I've certainly found that as my training was more deliberate and geared toward my goal events, my painful cramping would either subside or, if it occurred, was much more tolerable.


----------



## mtbdudex (Jan 13, 2020)

Timely thread … I’m on a 4 day per week MTB trail ride log.
Typically Saturdays are my long mid pace ride, mid 30’s to 40’s miles @ 4 hours give or take, Sunday’s 12 ish miles 1hr 15 min “easy”, then Tuesday and Thursday either solo or group rides, 14-16 miles 1hr 30 minutes fast pace.
So 7+ hours per week, 70+ -ish miles per week. 
Been feeling fatigue / long recovery
Now I’ll add magnesium supplement to daily vitamin.

Bonus my wife had these already 










Sent from my iPhone using Tapatalk


----------



## TTTURNER (May 13, 2009)

The electrolyte pills and stretching work most of the time for me, but being cold while sleeping will increase cramping at night. I have had brutal cramps after long rides because I ride in the evening when its well over 100 degrees in the summer and my body gets cold at night.
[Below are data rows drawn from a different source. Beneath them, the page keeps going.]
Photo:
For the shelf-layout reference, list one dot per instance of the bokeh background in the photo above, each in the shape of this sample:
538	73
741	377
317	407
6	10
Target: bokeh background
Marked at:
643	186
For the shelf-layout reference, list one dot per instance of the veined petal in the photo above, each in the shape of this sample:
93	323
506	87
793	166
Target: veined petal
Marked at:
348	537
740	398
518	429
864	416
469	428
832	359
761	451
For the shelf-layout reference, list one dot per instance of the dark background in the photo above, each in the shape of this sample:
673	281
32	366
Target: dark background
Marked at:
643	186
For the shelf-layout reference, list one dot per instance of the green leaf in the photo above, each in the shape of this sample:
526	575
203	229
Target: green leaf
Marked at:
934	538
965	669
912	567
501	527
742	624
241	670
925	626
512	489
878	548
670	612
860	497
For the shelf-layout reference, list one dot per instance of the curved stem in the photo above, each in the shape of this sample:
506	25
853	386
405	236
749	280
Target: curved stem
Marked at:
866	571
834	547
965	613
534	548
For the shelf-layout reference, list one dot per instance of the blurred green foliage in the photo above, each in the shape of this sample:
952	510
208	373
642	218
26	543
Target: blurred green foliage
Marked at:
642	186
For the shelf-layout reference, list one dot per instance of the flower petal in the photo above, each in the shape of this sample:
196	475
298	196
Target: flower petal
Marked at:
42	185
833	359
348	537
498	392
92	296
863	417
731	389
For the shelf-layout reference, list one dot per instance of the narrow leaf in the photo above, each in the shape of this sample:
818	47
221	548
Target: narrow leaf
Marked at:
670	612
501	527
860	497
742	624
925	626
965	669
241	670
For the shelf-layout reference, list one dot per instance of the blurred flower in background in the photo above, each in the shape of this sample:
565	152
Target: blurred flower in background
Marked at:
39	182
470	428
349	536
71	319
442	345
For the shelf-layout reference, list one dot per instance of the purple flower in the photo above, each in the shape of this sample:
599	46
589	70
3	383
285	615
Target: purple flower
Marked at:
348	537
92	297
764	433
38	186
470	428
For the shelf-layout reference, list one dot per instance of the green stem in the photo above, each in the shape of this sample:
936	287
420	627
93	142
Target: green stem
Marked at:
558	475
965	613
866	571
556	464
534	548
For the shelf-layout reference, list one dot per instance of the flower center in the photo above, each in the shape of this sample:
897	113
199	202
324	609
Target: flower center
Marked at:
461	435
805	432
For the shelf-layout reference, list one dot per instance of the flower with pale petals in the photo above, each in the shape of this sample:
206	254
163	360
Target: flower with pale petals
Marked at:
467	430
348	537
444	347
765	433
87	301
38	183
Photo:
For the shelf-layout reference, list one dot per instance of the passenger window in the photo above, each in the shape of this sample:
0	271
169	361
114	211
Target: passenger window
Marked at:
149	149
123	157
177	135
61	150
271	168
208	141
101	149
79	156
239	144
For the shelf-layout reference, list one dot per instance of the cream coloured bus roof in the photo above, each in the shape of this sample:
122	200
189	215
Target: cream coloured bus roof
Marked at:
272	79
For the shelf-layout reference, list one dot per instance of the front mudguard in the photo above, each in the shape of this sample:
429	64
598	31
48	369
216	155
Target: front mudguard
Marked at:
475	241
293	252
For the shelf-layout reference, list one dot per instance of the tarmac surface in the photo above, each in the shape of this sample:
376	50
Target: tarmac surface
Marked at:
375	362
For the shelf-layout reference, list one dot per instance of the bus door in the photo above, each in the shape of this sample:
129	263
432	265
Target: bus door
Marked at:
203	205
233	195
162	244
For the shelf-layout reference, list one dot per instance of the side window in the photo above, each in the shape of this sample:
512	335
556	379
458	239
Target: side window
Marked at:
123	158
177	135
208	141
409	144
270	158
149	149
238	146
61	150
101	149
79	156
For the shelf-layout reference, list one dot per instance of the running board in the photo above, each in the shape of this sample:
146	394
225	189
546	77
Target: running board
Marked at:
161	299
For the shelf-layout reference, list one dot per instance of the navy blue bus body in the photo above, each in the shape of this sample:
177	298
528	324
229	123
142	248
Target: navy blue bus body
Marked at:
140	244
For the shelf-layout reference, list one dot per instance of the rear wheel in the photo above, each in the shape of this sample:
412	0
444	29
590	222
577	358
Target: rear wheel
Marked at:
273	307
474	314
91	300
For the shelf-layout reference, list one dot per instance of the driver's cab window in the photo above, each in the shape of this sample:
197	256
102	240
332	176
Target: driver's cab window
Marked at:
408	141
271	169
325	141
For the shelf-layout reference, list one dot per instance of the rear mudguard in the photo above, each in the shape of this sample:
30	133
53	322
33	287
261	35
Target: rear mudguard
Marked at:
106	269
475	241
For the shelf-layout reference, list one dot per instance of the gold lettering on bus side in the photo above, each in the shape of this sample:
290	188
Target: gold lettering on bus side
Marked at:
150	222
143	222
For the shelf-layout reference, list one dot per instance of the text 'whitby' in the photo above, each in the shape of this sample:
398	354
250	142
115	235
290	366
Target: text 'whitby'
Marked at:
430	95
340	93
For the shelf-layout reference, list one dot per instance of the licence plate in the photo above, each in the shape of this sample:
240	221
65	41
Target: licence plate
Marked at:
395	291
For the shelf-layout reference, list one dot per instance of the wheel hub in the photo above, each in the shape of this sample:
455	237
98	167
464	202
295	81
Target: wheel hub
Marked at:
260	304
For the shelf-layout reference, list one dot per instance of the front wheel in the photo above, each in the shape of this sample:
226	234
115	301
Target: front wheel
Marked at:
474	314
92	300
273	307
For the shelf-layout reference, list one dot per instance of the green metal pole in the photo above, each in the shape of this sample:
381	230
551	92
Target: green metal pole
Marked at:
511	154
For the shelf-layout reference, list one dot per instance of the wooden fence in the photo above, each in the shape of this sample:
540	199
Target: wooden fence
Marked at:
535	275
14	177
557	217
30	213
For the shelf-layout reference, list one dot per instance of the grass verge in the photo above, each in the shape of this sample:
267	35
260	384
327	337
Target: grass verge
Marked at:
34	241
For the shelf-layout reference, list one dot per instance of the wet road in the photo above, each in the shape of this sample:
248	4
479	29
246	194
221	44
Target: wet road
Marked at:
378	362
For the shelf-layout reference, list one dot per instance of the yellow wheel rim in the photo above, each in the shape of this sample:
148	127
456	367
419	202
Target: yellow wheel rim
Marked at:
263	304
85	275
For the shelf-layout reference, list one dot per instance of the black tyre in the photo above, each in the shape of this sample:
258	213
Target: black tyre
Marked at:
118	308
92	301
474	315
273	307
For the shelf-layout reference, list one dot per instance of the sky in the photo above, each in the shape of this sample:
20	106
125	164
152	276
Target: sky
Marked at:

My AC is only at 77 degrees, but it will cause cramps in the night if you are uncovered. Surfing in cold water does the same to me.


----------



## Cleared2land (Aug 31, 2012)

eri said:


> Id like to hear more science. An explanation for why the cramps occur.


There is an extensive amount of academic and medical research that has been conducted on this very subject.
What is more interesting on the study of muscular cramping has been the debate over the origination of the cramp. Is it muscular fatigue or an electrolyte deficiency?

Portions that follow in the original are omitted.